What do first-time buyers and mortgage payers have in common? They both have their fingers crossed regarding the state of the housing market. There reasons for this are slightly different however. Speculation of a housing crash similar to the one currently occurring in the United States has led to hundreds of analysts giving their assessment of the situation, and no two seem to feel the same way.
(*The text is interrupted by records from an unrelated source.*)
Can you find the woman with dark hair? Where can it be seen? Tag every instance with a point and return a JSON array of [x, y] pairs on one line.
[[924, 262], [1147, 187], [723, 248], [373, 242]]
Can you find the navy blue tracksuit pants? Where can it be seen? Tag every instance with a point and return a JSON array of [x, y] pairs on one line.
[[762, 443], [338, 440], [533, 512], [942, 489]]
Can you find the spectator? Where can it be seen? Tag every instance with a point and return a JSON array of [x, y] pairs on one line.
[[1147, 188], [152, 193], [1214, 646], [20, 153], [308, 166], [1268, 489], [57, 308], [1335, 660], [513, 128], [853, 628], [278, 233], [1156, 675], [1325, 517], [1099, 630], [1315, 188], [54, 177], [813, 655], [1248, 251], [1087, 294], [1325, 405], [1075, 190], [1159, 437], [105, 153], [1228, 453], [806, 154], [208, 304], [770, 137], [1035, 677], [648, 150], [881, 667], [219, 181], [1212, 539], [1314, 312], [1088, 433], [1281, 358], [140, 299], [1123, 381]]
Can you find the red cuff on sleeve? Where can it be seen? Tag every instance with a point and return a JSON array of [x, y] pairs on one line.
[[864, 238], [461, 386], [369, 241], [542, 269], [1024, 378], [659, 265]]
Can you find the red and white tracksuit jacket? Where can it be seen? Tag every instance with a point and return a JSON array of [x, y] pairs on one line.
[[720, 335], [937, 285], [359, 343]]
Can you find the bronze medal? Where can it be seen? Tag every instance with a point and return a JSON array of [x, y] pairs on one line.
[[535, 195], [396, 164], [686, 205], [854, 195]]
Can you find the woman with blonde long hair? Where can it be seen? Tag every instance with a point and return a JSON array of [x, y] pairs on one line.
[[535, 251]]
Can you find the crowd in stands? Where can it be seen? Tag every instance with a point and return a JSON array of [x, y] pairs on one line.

The cost of the average home fell by one per cent in the last quarter of 2007, and some analysts have predicted a far greater drop by the end of this year.
"Although my forecast is for house prices across the UK to fall eight to ten per cent in 2008, the decline may be much worse in certain areas," said Neil Woodford of Invesco Perpetual, a man who controls nearly £20 billion of investors' money.
But a recent Halifax report forecast that house prices would remain the same throughout 2008, despite the slow down in the market at the end of last year.
"We expect sound economic fundamentals and lower interest rates to support house prices," said Halifax chief economist Martin Ellis. "Nationally, we predict that house prices will be flat in 2008."
What we can be sure of is that the government is concerned about the situation. Chancellor Alistair Darling addressed an Engineering Employers Federation dinner in London recently, and stressed how keen he was to avoid the boom and bust fluctuations of the late 80s and early 90s.
"Market conditions today are very different from those we saw in the early 1990s. Interest rates remain at comparatively low levels - as do mortgage rates. And unemployment is currently at 30-year lows," Darling told the federation. "What's more there are important differences between the housing market in the US and the housing market here.
"Lenders in the UK have been more responsible in taking account of an individual's ability to pay. And demand for housing outstrips supply."
He added that in the long term the government wanted to build more homes in order to keep property prices in check. In the short term, however, he hinted that the March 12 budget will be used to encourage the take-up of affordable fixed-rate mortgages.
"For many households, particularly those on low incomes, fixing the level of mortgage repayments for several years makes real sense; and it can also contribute to wider macroeconomic stability," he explained.
But what does all this mean for house prices? The most sensible advice seems to come from former Bank of England policy maker Stephen Nickell. He has admitted that a downturn is likely in the short-term, but feels that no permanent damage will be done.
"`The actual size of the downturn is minute,'" said Nickell, who now advises the government on the residential property market. "How big is it going to be? I don't know, but it won't be very big."
"If you've got half a million to invest, I could well imagine buying some property," he added. "Recently, U.K. slowdowns have been gentle and fair."